Die Skepsis verschwand, als japanische Athleten bei den Spielen von London 2012 stark abgeschnitten und sieben Goldmedaillen gewonnen hatten. Parallel hatte das Tokioter Bewerbungskomitee, das sich zuvor schon erfolglos für die 2016er Spiele beworben hatte, eine intensive PR-Kampagne betrieben: Olympia in Tokio würden „Spiele des Wiederaufbaus“ werden, das ganze Land würde profitieren. Außerdem würden japanische Athleten mit Heimvorteil noch viel mehr Medaillen holen als in London. Die Strategie funktionierte. Einige Tage vor der IOC-Generalversammlung in Buenos Aires im September 2013, als Tokio das Austragungsrecht gegen Istanbul und Madrid gewann, zeigte eine Umfrage: 92 Prozent der Menschen in Japan waren für Olympia in Tokio.

„Die Bewerbung basierte aber auf einer Lüge“, sagt Hiroki Ogasawara. Der Professor für Soziologie an der Universität Kobe ist Herausgeber eines Buchs, dessen Titel sich mit „Anti-Tokio-Olympia Manifest“ übersetzen lässt.

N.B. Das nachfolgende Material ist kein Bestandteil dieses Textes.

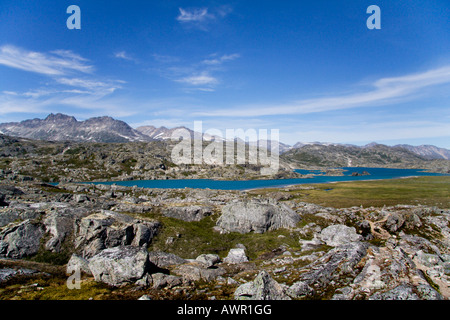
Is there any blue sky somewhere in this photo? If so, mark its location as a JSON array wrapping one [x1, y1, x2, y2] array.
[[0, 0, 450, 148]]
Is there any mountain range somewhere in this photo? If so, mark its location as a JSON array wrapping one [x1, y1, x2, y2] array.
[[0, 113, 450, 162]]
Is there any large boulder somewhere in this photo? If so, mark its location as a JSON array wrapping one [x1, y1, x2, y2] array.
[[89, 246, 150, 286], [223, 248, 248, 264], [299, 242, 368, 290], [217, 201, 301, 233], [234, 271, 291, 300], [163, 206, 213, 222], [173, 260, 226, 282], [75, 210, 160, 258], [148, 251, 187, 268], [319, 224, 363, 247], [0, 220, 44, 259], [43, 207, 89, 252]]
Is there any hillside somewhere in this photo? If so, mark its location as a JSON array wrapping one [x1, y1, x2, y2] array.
[[281, 144, 450, 173]]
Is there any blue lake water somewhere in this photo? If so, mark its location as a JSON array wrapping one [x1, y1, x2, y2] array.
[[86, 167, 448, 190]]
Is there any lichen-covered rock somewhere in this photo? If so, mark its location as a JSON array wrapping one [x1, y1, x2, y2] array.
[[173, 261, 225, 282], [66, 254, 92, 276], [234, 271, 291, 300], [0, 220, 44, 259], [75, 210, 160, 258], [89, 246, 149, 286], [300, 242, 368, 291], [163, 206, 213, 222], [195, 254, 220, 268], [319, 224, 362, 247], [148, 251, 187, 268], [223, 248, 248, 264], [217, 201, 301, 233]]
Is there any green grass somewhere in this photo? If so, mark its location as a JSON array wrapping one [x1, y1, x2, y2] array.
[[251, 176, 450, 208], [149, 215, 306, 259]]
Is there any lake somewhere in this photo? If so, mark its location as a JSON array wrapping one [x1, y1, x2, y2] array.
[[87, 167, 448, 190]]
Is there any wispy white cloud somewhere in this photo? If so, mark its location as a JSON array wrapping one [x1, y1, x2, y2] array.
[[160, 53, 240, 92], [197, 66, 450, 117], [177, 8, 216, 23], [176, 71, 218, 86], [0, 45, 94, 76], [0, 45, 129, 115], [176, 5, 233, 31], [114, 51, 137, 62], [202, 53, 241, 65], [283, 119, 449, 144]]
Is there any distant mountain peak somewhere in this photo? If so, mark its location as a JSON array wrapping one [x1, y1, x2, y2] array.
[[0, 113, 151, 142], [44, 113, 77, 122]]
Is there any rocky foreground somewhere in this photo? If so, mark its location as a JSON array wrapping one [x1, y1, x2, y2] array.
[[0, 182, 450, 300]]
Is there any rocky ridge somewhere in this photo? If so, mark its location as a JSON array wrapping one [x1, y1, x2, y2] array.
[[0, 182, 450, 300]]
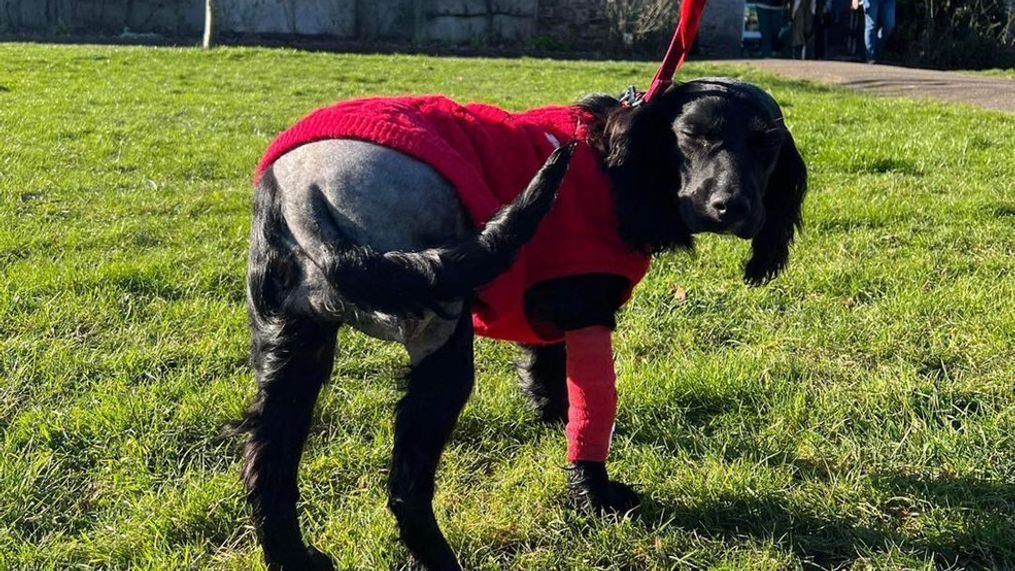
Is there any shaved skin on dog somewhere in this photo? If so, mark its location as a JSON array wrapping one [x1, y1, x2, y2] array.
[[235, 78, 807, 571]]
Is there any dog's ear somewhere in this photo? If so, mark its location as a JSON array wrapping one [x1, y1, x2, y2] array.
[[601, 101, 694, 254], [744, 133, 807, 286]]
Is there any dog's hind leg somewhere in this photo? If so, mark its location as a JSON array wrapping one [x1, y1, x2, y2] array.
[[388, 307, 475, 571], [243, 318, 338, 570], [518, 343, 567, 424]]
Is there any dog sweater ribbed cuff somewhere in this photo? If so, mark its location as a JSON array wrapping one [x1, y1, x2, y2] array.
[[564, 326, 617, 462]]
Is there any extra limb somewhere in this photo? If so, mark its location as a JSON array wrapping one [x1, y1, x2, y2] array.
[[388, 307, 474, 571], [523, 274, 638, 512]]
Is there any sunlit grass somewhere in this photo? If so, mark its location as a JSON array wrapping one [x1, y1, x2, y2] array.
[[0, 45, 1015, 570]]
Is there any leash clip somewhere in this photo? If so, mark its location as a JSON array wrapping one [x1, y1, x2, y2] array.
[[620, 85, 645, 108]]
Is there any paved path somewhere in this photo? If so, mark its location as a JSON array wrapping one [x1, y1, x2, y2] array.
[[715, 60, 1015, 113]]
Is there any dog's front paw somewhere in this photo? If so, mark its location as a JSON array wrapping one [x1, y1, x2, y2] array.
[[567, 461, 641, 514]]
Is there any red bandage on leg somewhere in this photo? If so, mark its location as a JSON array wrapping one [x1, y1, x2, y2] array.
[[564, 326, 617, 462]]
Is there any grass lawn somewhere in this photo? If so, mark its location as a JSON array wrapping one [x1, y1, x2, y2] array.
[[0, 45, 1015, 570]]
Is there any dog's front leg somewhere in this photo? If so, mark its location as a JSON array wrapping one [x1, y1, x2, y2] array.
[[388, 307, 475, 571], [564, 326, 638, 513]]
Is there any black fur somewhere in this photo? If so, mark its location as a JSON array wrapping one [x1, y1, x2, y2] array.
[[238, 80, 807, 570], [579, 80, 807, 285], [518, 343, 567, 424], [744, 132, 807, 286], [579, 95, 694, 254], [388, 307, 475, 571], [298, 142, 576, 315]]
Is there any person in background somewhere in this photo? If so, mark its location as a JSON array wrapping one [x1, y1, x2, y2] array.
[[790, 0, 818, 60], [853, 0, 895, 64], [754, 0, 786, 58]]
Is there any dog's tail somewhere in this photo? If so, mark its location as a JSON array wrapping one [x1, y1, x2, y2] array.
[[261, 142, 576, 315]]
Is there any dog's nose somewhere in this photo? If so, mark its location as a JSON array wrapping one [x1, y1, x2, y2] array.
[[709, 195, 749, 222]]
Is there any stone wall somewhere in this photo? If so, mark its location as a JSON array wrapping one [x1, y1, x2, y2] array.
[[0, 0, 744, 55]]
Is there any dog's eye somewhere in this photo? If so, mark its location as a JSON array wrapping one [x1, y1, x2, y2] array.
[[749, 131, 783, 151], [680, 128, 718, 143]]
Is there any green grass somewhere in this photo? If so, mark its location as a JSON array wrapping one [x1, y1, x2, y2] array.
[[0, 45, 1015, 570]]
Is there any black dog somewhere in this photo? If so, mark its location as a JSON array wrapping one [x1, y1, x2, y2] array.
[[240, 79, 807, 569]]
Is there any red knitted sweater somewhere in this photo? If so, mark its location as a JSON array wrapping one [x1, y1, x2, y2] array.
[[258, 96, 649, 344]]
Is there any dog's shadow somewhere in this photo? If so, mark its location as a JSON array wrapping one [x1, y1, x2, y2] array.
[[633, 459, 1015, 569]]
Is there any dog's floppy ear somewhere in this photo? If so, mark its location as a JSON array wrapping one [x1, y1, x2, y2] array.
[[744, 133, 807, 286], [600, 98, 694, 254]]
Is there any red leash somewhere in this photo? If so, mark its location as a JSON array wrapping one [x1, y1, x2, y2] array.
[[641, 0, 707, 102]]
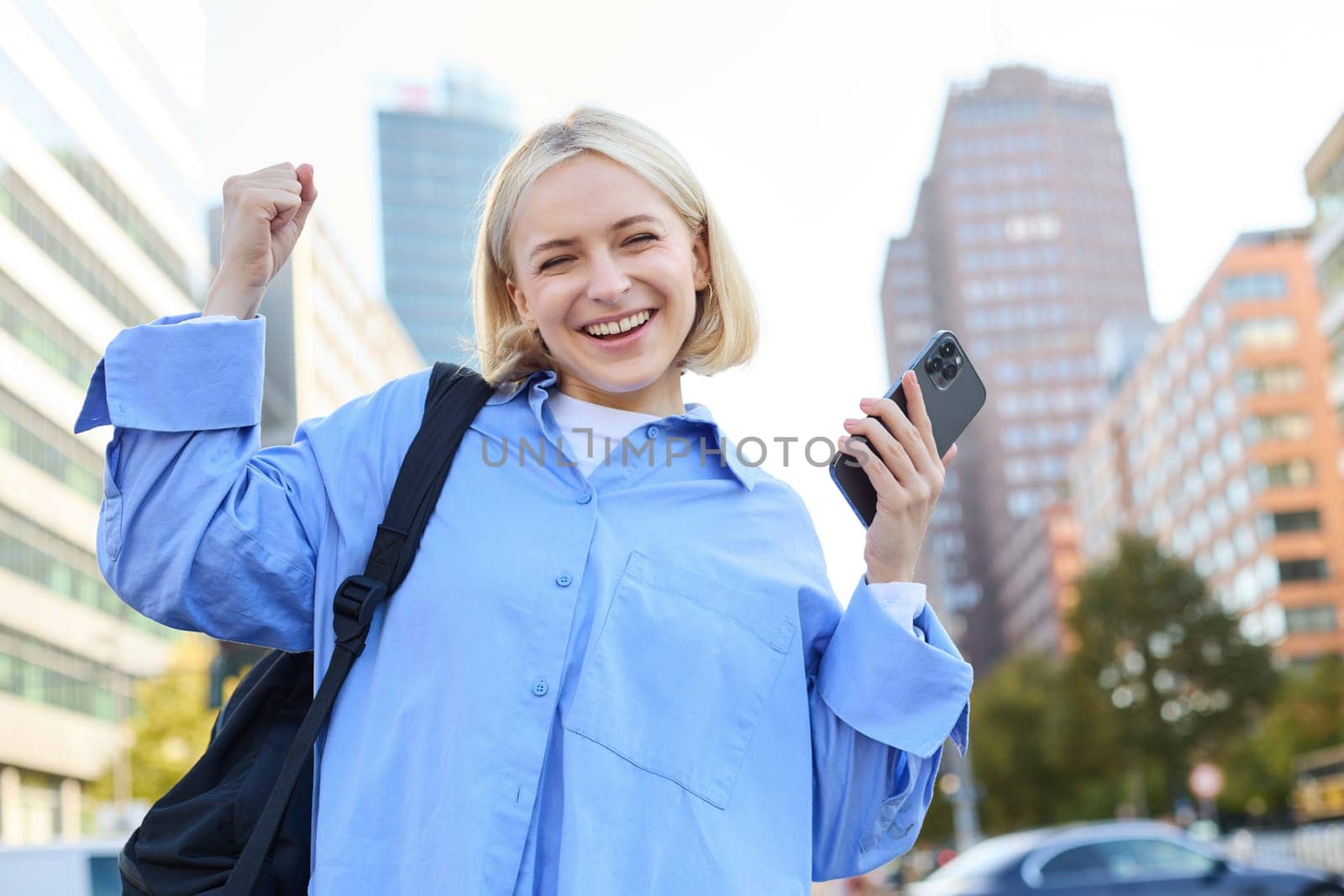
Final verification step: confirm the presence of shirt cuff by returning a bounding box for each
[74,313,266,432]
[863,576,925,636]
[818,578,973,757]
[181,314,240,324]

Zu den Unterstützern der Idee von Olympischen Spielen in Tokio gehörte Ogasawara nie. „Die Verknüpfung von Wiederaufbau und Olympia ist Blödsinn. Das eine hat nichts mit dem anderen zu tun. Vor allem dann nicht, wenn Olympia in Tokio stattfindet, das sowieso schon die beste Infrastruktur in ganz Japan hat.“

Die Veranstaltungen wiederum, die in Fukushima geplant sind, sollen weit entfernt von den beschädigten Gebieten laufen. „Die Wiederaufbau-Rhetorik war immer reine Symbolpolitik. In mehreren beschädigten Gebieten wurde der Wiederaufbau durch den olympiabedingten Bauboom in Tokio sogar gehindert.“ Dass auch dann noch auf dem geplanten Olympiabeginn am 24. Juli 2020 beharret wurde, als die Weltgesundheitsorganisation schon eine Pandemie ausgerufen hatte, habe die Motive der Organisatoren noch deutlicher offenbart. „Sie wollten ein großes Event veranstalten, mit viel Patriotismus, damit die Menschen Probleme wie in Fukushima vergessen können.“

Über Wochen sah es für viele Japaner nun so aus, als wären die Organisatoren für ihren Wunsch nach einem großen Spektakel auch bereit, die Gesundheit der Menschen zu riskieren. Es ist dieser Eindruck, der die Spiele von Tokio jetzt in einem anderen Licht erscheinen lässt. „Damit Olympia wie geplant stattfinden kann, hat die Regierung bis jetzt wohl vieles ignoriert“, schätzt Azusa Yokota, eine 35-jährige Lehrerin aus Tokio.

„Warum sonst stieg die offizielle Zahl von Covid-19-Infizierten in Tokio genau einen Tag, nachdem die Olympia-Verschiebung entschieden war, so stark an wie noch nie?“ Yokota befürchtet, Offizielle haben solange eher wenig getestet, wie es noch möglich erschien, dass die Olympischen Spiele diesen Sommer stattfinden könnten. Am Mittwoch verzeichnete Tokio mit 41 Neuinfizierten seinen bisher höchsten Anstieg an einem Tag. Am selben Tag riet Gouverneurin Yuriko Koike den Bewohnern dazu, bis auf Weiteres möglichst zuhause zu bleiben.

Es sind seltsam misstrauische Stimmen, die man dieser Tage überall in Japan hört. Hiroki Ogasawara glaubt, man hätte sie schon vorher vernommen, wäre die Bevölkerung von Anfang an umfassend und kritisch informiert worden. „Aber in Japan gehört jede der fünf größten Tageszeitungen zu den offiziellen Partnern von Tokyo 2020. Wie soll man da kritische Berichterstattung erwarten?“

Ogasawara glaubt zwar nicht dran, dass sich die Politik dazu hinreißen lassen wird, aber seine Forderung ist jetzt klar: „Wir müssen endlich eine Volksabstimmung über die Frage machen, ob die Menschen Olympia wirklich wollen.“ Bisher hatte das niemand der Organisatoren für nötig gehalten. „Aber jetzt ist es überfällig. Durch die Verschiebung wird ja alles auch noch teurer als ohnehin schon.“ Die zusätzlichen Kosten einer Olympia-Verschiebung um ein Jahr werden auf 5,8 Milliarden US-Dollar geschätzt. Das ist fast die Hälfte des für „Tokyo 2020“ veranschlagten Budgets.